I’d like to think that as a person of color I have some extraordinary insight about how to talk about race, but the truth is, I don’t. Talking about race is simply uncomfortable. Is it because if you’re white it conjures up a great deal of emotions like uneasiness, defensiveness, and possibly even anger? And if you are the person of color, undoubtedly, there are feelings of shame, hurt, and at times isolation.

I understand and accept the fact that by adopting my son and bringing him to live in America, he will be judged by his skin color. There will be school playground incidents where kids will make fun of him because of his physical differences-his eyes, his nose. More than likely I will have to explain to him the hurtful name calling and navigate the tricky questions he will ask about not being white. Others will try to pigeonhole him because he is conspicuous and he will feel vulnerable living in a mostly white world.
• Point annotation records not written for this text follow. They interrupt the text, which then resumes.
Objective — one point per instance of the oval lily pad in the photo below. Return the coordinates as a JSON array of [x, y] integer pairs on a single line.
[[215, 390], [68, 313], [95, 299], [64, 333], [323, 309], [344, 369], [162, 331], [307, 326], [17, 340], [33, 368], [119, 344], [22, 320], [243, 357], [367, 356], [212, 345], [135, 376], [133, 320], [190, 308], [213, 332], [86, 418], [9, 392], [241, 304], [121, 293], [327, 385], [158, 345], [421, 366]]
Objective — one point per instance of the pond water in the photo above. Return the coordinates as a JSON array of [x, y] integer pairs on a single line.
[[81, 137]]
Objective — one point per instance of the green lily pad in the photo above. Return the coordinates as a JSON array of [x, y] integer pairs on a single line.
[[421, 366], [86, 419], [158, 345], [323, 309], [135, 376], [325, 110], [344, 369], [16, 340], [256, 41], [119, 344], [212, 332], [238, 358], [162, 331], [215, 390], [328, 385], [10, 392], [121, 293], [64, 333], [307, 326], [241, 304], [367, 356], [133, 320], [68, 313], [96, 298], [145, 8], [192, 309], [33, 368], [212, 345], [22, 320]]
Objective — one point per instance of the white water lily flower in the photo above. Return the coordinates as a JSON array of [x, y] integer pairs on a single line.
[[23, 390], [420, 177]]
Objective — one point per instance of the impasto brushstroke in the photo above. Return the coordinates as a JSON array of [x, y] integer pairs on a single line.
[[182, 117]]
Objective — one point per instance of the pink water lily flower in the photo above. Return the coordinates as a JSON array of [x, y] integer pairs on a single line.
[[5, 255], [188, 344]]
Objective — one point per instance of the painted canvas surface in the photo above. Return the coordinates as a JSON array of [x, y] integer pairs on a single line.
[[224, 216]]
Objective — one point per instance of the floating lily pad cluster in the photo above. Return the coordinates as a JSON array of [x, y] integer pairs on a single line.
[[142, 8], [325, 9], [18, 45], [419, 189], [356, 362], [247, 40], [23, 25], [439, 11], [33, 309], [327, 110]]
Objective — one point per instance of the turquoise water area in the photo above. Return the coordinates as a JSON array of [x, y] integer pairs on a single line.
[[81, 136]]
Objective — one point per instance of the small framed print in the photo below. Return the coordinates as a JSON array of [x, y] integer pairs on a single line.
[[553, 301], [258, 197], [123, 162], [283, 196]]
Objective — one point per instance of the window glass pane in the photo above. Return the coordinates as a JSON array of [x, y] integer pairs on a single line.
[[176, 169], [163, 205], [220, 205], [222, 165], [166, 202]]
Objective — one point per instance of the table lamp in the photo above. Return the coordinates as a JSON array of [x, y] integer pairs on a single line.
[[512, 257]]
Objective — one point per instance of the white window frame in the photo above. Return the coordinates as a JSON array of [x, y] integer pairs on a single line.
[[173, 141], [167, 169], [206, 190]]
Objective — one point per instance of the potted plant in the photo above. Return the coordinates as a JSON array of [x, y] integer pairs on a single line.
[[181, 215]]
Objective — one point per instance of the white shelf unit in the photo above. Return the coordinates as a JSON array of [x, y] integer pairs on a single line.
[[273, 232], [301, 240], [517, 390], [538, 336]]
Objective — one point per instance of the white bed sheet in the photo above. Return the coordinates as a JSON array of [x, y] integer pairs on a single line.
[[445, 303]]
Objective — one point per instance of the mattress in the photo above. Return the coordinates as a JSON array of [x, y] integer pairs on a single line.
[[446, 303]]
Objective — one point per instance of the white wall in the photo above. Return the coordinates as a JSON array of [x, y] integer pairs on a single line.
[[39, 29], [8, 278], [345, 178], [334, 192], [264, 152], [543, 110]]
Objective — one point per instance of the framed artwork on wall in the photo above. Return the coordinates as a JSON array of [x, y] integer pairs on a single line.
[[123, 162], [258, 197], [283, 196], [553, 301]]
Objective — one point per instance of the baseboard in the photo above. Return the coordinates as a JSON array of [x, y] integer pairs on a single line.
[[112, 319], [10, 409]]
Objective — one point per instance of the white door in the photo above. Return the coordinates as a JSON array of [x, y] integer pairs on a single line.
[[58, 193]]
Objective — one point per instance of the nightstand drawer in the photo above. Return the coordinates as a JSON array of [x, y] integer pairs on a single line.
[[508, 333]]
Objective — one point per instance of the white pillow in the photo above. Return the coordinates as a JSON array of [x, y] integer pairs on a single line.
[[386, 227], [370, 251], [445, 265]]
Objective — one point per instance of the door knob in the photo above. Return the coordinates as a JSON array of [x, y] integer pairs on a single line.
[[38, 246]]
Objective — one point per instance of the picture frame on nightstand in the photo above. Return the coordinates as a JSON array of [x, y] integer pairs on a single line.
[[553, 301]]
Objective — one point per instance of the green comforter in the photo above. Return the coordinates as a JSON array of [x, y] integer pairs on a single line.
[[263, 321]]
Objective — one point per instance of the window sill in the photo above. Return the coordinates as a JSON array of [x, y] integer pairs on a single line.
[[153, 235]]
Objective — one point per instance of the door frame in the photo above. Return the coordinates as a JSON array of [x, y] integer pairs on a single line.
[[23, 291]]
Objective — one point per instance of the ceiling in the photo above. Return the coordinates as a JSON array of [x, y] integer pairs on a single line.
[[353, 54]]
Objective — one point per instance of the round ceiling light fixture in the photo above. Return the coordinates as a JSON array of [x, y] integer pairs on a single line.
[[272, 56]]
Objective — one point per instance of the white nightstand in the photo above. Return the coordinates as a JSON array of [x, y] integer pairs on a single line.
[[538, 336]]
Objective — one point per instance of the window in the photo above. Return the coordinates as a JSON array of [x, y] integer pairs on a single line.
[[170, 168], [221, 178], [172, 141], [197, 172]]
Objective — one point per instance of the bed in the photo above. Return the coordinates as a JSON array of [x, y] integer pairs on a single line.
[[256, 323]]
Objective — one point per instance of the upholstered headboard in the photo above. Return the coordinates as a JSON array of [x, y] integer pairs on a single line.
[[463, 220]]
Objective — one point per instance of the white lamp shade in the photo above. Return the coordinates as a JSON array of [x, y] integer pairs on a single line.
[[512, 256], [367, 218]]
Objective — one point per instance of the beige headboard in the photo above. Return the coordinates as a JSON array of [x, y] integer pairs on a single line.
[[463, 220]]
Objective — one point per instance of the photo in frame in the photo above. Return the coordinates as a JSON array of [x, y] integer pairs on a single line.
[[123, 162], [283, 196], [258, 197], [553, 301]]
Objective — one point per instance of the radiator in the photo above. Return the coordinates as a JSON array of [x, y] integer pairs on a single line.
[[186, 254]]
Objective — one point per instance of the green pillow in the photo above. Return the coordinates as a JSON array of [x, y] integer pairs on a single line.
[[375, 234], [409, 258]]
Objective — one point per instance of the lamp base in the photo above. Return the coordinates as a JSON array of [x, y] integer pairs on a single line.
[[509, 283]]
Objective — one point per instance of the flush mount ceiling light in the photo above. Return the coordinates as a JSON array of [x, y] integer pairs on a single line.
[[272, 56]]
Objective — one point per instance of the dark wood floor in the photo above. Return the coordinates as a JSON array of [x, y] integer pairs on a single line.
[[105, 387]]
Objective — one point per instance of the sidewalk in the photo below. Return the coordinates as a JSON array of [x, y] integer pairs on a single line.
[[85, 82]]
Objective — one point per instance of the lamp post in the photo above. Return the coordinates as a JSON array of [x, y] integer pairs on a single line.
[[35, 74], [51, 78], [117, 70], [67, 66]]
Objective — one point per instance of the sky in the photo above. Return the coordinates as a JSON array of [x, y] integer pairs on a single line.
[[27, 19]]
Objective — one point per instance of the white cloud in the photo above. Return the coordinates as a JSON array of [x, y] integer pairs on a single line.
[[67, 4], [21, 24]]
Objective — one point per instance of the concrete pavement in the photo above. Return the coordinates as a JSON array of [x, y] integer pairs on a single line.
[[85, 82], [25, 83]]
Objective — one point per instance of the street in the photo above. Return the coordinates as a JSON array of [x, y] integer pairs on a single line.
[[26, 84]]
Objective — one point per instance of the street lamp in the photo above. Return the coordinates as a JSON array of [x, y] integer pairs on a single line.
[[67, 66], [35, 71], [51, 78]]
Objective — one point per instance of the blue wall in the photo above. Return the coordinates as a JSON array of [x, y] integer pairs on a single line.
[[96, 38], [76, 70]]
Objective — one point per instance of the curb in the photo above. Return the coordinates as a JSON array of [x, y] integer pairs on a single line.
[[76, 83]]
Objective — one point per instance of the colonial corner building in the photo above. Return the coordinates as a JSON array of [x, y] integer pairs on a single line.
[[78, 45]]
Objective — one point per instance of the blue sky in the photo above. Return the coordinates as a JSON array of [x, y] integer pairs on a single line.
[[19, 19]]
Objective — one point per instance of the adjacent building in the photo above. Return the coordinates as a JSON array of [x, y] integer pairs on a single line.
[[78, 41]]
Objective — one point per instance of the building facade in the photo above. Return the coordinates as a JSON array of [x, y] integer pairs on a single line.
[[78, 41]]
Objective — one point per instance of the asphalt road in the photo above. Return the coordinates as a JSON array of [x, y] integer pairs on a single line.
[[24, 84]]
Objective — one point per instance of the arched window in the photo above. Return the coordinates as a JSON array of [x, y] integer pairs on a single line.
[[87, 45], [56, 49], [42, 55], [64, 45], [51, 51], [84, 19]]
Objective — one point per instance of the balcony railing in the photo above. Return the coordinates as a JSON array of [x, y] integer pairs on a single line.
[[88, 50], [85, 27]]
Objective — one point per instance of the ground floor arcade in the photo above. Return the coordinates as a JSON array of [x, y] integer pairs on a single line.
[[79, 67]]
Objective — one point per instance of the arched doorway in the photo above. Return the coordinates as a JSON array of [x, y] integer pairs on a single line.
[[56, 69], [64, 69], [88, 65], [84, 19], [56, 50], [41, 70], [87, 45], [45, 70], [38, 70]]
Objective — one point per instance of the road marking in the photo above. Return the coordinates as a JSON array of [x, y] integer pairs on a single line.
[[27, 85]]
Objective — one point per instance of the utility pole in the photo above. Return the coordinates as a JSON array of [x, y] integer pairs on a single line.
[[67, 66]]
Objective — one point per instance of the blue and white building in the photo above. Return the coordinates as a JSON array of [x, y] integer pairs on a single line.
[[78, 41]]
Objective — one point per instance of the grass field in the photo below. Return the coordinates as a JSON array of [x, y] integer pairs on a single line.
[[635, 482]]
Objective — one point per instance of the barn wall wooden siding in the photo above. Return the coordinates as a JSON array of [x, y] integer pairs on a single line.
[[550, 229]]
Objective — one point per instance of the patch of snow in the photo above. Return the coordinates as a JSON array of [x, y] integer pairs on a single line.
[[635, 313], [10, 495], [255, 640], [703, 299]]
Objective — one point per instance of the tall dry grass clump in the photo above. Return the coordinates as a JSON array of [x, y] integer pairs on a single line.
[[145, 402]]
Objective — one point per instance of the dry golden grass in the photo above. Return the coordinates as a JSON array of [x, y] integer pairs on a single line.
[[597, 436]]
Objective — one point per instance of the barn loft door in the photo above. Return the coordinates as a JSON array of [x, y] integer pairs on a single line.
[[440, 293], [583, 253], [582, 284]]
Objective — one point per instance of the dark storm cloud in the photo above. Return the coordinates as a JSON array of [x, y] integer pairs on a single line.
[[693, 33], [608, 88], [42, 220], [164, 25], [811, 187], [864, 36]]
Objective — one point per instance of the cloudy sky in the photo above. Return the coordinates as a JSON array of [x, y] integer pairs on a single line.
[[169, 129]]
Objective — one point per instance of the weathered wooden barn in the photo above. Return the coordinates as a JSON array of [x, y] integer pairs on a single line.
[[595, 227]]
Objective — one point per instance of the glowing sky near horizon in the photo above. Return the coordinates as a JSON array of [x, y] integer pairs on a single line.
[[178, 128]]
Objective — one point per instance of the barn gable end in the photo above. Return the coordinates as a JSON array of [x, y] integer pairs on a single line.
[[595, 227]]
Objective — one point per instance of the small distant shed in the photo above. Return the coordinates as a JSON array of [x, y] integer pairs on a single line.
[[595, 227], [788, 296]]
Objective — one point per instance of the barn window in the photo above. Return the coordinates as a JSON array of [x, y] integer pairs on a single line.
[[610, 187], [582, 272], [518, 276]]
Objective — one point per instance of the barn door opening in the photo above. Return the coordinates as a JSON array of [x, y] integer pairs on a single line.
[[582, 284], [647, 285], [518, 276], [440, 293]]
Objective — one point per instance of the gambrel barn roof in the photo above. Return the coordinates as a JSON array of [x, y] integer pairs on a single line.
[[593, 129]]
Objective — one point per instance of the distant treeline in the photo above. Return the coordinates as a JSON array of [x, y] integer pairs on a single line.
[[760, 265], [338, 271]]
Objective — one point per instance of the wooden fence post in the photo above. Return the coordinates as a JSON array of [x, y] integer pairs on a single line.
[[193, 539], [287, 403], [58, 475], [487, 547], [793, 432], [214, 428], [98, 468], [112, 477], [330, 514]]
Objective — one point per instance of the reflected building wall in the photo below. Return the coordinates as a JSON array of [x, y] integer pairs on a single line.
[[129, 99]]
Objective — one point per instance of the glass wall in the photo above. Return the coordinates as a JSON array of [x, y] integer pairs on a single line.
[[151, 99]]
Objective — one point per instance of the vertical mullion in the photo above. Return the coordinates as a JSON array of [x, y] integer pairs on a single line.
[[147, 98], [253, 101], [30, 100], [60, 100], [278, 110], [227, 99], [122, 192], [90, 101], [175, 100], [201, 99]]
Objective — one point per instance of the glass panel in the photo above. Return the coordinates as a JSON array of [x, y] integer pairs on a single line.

Maybe the platitude, “Love is all you need” doesn’t apply in this situation. I can’t love away my son’s pain and grief, but what I can do is help prepare him for the messy complicated reality. As his parent, I do need to be honest about the hurt he will experience when kids ridicule him for the first time because of his eyes and skin color. I do need to be candid and tell him that his race does matter. But mostly, I need to be empathetic about how he feels because when that inevitable day arrives where he realizes for the first time that he’s not white, then my only choice is to quietly listen.